Marketing in the New Economy is truly Old Fashioned: Here’s why

Does the new economy pose challenges to marketing? If so, how? What changed?

Marketing is no more about the traditional 4Ps: Product, Price, Promotions, and Place. Instead it’s about Solution, Value, Information, and Access respectively.

If businesses today—no matter how big or small – don’t get this right, they will never survive. Marketing in the new economy is no longer about expensive outdoor advertisements, full-page newspaper advertisements, and the relentless push that companies use every single day.

In case no one noticed, it’s all changed.

Marketing today is all about relationships; just like it was in the good old days when the owners of the mom-n-pop store in the neighborhood knew every customer by name. The relationship came first, and the sales happened later.

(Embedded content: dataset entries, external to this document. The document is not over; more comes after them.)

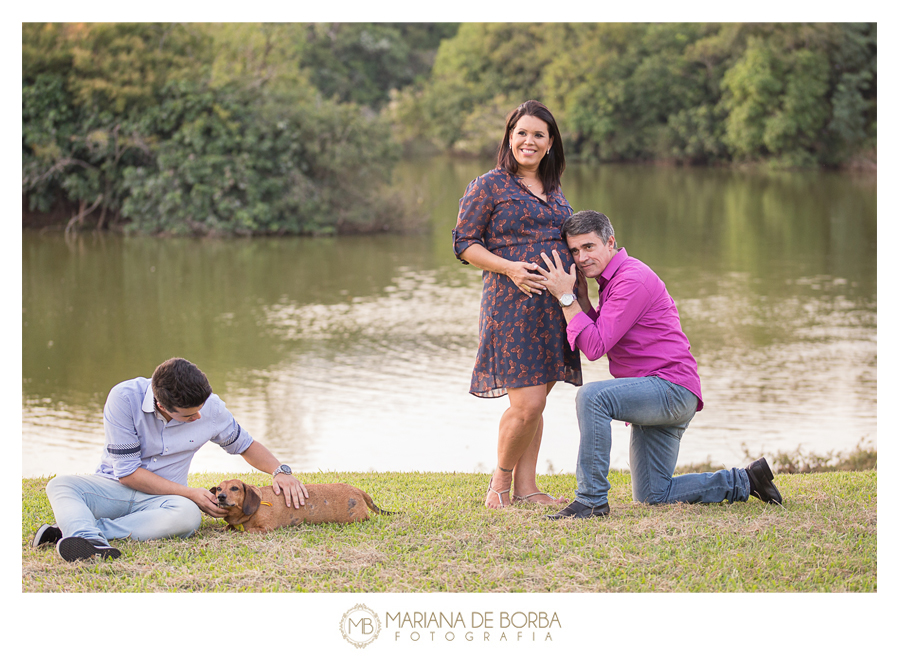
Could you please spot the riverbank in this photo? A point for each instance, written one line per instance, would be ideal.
(824, 539)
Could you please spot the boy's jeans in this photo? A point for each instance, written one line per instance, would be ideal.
(659, 412)
(100, 509)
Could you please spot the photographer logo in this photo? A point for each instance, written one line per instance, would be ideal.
(360, 626)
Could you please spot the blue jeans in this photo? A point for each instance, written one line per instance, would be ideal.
(100, 509)
(659, 412)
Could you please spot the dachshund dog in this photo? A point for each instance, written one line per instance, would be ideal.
(259, 509)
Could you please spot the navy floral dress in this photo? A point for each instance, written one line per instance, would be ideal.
(522, 340)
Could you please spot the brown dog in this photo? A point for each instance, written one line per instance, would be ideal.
(259, 509)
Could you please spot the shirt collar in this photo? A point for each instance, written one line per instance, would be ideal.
(613, 265)
(148, 405)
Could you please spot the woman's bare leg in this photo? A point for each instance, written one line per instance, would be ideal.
(519, 442)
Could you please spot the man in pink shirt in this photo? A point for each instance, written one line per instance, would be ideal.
(655, 388)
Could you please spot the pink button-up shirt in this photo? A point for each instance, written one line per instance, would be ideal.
(636, 325)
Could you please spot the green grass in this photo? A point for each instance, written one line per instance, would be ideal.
(443, 540)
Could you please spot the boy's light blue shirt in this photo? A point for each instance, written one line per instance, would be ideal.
(137, 435)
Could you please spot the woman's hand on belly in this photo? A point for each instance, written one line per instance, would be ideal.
(526, 277)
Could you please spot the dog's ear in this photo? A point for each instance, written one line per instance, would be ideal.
(251, 500)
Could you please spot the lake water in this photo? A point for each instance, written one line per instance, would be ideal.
(355, 353)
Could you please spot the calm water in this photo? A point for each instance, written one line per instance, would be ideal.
(355, 353)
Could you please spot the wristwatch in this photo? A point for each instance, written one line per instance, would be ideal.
(284, 468)
(567, 300)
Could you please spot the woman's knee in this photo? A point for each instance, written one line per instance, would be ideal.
(528, 408)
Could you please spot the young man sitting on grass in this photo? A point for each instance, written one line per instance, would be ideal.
(139, 491)
(656, 386)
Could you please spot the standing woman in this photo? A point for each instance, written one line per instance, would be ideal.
(507, 217)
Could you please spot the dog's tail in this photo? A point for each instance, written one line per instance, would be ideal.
(372, 506)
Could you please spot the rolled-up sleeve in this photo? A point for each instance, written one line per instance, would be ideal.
(475, 209)
(122, 442)
(233, 439)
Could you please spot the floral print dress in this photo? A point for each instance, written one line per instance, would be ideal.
(522, 340)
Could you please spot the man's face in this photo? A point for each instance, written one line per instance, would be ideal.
(590, 254)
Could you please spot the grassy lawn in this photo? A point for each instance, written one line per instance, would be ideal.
(443, 540)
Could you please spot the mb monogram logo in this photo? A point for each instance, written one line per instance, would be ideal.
(360, 626)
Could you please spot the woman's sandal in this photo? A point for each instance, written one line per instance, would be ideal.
(524, 499)
(499, 494)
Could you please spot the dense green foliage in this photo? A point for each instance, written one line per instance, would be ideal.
(215, 128)
(294, 128)
(790, 94)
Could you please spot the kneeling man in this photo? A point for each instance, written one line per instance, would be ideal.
(139, 491)
(656, 387)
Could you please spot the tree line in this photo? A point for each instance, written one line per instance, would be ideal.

Gary Vaynerchuck almost gets sick of trying to put this point into perspective: it’s the context of your marketing that matters today, and perhaps content comes in next. If customers don’t feel connected, they don’t buy. The buying process today is more emotional than it’s ever been.

With the recession kicking in, customers are more wary about where their hard-earned dollar goes. If it really has to go, it better go where customers are happy enough to spend.

Marketing is all about what those Tweets say about you; it’s about who connects on Linked In; it’s always been about how much customers “like” your products and services.

Kicking all the fancy jargon aside: how many bloggers love you and write about you endlessly? How many people Retweet your tweets? How engaging is your social community online? How passionate are people about your products and services. Gauge that and you have numbers that mean something for marketing better.

The days of reach, circulation, and mass media are all gone; the days of relationship-based, context-heavy, personal or one-to-one marketing are in.

What are you going to place your bets on? 100,000 people who are supposed to read a newspaper or 100 people who can kill for your brand?